When people make the case against ECT, cognitive side effects are a central part of the argument. Sure enough the only person I have ever spoken to about their ECT suffered autobiographical memory loss that they regretted bitterly. These effects are often cited as evidence that the treatment causes brain damage (incidentally those who see ECT's cognitive side effects as a sign of brain damage also tend to argue against the framing of psychiatric disorders as brain diseases, even though it is widely established that depression, schizophrenia and bipolar disorder are all associated with sometimes very severe cognitive impairment). Considered in isolation, these cognitive effects seem so obviously undesirable that only a barbarian would consider risking them. 

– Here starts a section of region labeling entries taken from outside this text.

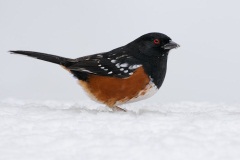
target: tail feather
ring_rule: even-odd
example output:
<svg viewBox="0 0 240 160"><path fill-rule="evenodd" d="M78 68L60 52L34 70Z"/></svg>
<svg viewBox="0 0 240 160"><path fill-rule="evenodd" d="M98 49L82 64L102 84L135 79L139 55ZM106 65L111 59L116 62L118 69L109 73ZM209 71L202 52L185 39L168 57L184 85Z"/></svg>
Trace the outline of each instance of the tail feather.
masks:
<svg viewBox="0 0 240 160"><path fill-rule="evenodd" d="M70 59L70 58L64 58L64 57L46 54L46 53L40 53L40 52L32 52L32 51L9 51L9 52L12 54L26 55L29 57L60 64L63 66L68 66L71 63L71 61L73 61L73 59Z"/></svg>

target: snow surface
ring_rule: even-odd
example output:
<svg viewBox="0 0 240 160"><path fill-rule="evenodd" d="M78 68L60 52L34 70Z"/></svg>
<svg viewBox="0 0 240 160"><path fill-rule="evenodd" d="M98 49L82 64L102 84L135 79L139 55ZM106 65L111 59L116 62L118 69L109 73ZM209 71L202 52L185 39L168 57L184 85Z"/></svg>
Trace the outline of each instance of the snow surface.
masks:
<svg viewBox="0 0 240 160"><path fill-rule="evenodd" d="M240 105L0 101L0 159L240 159Z"/></svg>

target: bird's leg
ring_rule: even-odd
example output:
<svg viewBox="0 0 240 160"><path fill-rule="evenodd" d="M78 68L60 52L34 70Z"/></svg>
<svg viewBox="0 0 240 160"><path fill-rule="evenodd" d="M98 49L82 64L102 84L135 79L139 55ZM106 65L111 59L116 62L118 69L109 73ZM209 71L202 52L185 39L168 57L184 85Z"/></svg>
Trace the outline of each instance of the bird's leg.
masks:
<svg viewBox="0 0 240 160"><path fill-rule="evenodd" d="M111 107L111 108L112 108L113 111L127 112L125 109L122 109L122 108L120 108L120 107L118 107L118 106L113 106L113 107Z"/></svg>

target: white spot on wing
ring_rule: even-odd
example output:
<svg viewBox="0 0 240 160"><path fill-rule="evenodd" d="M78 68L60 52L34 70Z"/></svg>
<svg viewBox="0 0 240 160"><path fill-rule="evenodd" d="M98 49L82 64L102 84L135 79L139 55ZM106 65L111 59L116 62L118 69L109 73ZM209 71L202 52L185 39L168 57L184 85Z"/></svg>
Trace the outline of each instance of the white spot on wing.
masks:
<svg viewBox="0 0 240 160"><path fill-rule="evenodd" d="M97 57L99 57L99 58L102 58L102 57L103 57L103 55L101 55L101 54L98 54L98 55L97 55Z"/></svg>
<svg viewBox="0 0 240 160"><path fill-rule="evenodd" d="M141 64L135 64L135 65L129 66L129 69L137 69L137 68L139 68L141 66L142 66Z"/></svg>
<svg viewBox="0 0 240 160"><path fill-rule="evenodd" d="M128 63L122 63L121 65L120 65L120 67L127 67L128 66Z"/></svg>
<svg viewBox="0 0 240 160"><path fill-rule="evenodd" d="M120 68L120 64L119 64L119 63L117 63L115 66L116 66L117 68Z"/></svg>
<svg viewBox="0 0 240 160"><path fill-rule="evenodd" d="M113 60L111 60L111 62L112 62L112 63L116 63L116 62L117 62L117 60L113 59Z"/></svg>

However, working in a major trauma centre, primarily with people with acquired brain injury, the physical and cognitive aftermath of uncompleted suicide is a salient part of my professional life. At any time we usually have one or two people known to our service who were admitted for this reason. When psychiatrists make decisions about treatment of depression, this kind of aftermath is part of the stakes they have to weigh. It is in the nature of risk that the worst case scenario will not always be actualised. This doesn't mean it can be entirely discounted. We often choose a course of action with a more likely but less severe payoff so that we can avoid a less likely but more severe payoff. This is the structure of buying insurance. Considered this way, I think ECT becomes a far more reasonable proposition. Given a choice between the cognitive side effects of ECT, and the cognitive effects of a severe traumatic brain injury sustained by walking under a lorry or jumping of a bridge, I would most certainly choose the former. 

Extant evidence: 

Forming a view comes down to making sense of the efficacy literature. This is hampered by many of the barriers discussed here. 

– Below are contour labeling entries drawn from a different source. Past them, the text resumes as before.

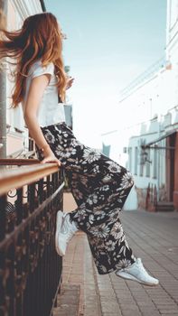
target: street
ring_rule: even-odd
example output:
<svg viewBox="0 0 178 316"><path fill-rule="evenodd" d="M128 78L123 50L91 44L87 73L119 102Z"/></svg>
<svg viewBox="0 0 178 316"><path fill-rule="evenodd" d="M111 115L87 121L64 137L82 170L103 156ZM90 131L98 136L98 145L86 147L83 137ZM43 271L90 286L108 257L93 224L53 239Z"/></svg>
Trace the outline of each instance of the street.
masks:
<svg viewBox="0 0 178 316"><path fill-rule="evenodd" d="M72 209L72 198L64 199L64 208L67 200ZM131 210L121 212L120 218L135 256L160 284L143 285L114 273L98 274L86 235L80 231L63 260L63 284L80 286L80 316L178 315L178 212Z"/></svg>

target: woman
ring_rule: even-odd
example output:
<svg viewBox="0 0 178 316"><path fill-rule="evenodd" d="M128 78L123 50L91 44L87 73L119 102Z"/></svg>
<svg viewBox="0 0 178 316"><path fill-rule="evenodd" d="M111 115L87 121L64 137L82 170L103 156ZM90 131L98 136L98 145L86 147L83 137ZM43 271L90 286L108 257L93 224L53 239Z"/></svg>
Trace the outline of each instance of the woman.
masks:
<svg viewBox="0 0 178 316"><path fill-rule="evenodd" d="M2 30L0 56L16 60L13 107L23 105L23 116L42 162L62 164L78 208L57 213L56 250L64 256L69 240L87 234L98 274L116 274L147 285L159 281L145 271L129 247L119 211L133 187L132 175L100 152L76 139L60 122L58 98L68 88L61 56L62 34L51 13L29 16L21 30Z"/></svg>

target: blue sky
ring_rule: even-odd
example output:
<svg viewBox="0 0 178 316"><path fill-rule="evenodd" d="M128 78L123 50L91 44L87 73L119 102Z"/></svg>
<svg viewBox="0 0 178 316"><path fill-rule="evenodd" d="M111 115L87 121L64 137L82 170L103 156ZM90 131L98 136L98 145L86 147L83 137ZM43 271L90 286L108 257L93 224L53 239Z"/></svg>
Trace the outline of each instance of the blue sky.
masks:
<svg viewBox="0 0 178 316"><path fill-rule="evenodd" d="M45 0L45 5L68 37L63 57L75 78L69 91L74 133L99 147L100 135L119 125L120 89L164 55L166 0Z"/></svg>

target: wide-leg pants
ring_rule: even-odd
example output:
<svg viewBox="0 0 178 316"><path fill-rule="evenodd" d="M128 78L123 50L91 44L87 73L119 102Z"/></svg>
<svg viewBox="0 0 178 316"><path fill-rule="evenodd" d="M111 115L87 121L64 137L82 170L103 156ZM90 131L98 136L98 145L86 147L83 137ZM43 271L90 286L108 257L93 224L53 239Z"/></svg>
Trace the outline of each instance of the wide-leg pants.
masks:
<svg viewBox="0 0 178 316"><path fill-rule="evenodd" d="M64 122L41 129L64 167L78 205L70 216L87 234L98 274L129 266L136 258L126 242L119 212L133 187L132 174L99 151L81 144ZM42 160L37 146L36 151Z"/></svg>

A high profile 2010 review by Read and Bentall concluded: "placebo controlled studies show minimal support for effectiveness with either depression or ‘schizophrenia’ during the course of treatment (i.e. only for some patients, on some measures, sometimes perceived only by psychiatrists but not by other raters), and no evidence, for either diagnostic group, of any benefits beyond the treatment period." They discount these minimal benefits as outweighed by "strong evidence ... of persistent and, for some, permanent brain dysfunction." As discussed above, this discounting may be unwarranted.
 
Meechan and colleagues recently published a literature summary that meta-analysed the ECT vs placebo trials that Read and Bentall had reviewed. Their analysis favoured ECT:

A  response to that analysis by John Read (who opposes ECT) counters some criticisms made by Meechan and colleagues, but does not (as far as I can see) give grounds to  discount the results themselves. 

What are some things that seem reasonable to say about ECT?
  • ECT has cognitive side effects that can be long lasting, primarily a loss of autobiographical memory
  • The state of the evidence is fairly poor: there are only 11 placebo controlled RCTs that examine the issue. These RCTs tend to support ECT's efficacy in improving depression - the effect size is greater than those observed for medications and psychotherapy.  
  • Any positive effects of ECT are likely to be short term: i.e. long enough to get someone out of a very severe depression, but not sufficient to maintain them in that state. 
  • More ECT efficacy research is needed.
Postscript:

In a blog for the "Council for Evidence Based Psychiatry" (CEP) Richard Bentall (a psychologist skeptical about ECT) articulated a position that I found surprisingly sympathetic:

"I have been challenged to explain what I would do if faced with a patient suffering from life threatening depression (to which the answer is: try other therapies but, if there really was no alternative and death was imminent, I would probably try ECT in desperation despite the questionable evidence of its effectiveness)."

I wonder how many psychiatrists - themselves worried about the limited research on ECT, but aware of the possibility it can be helpful - proceed in precisely this way?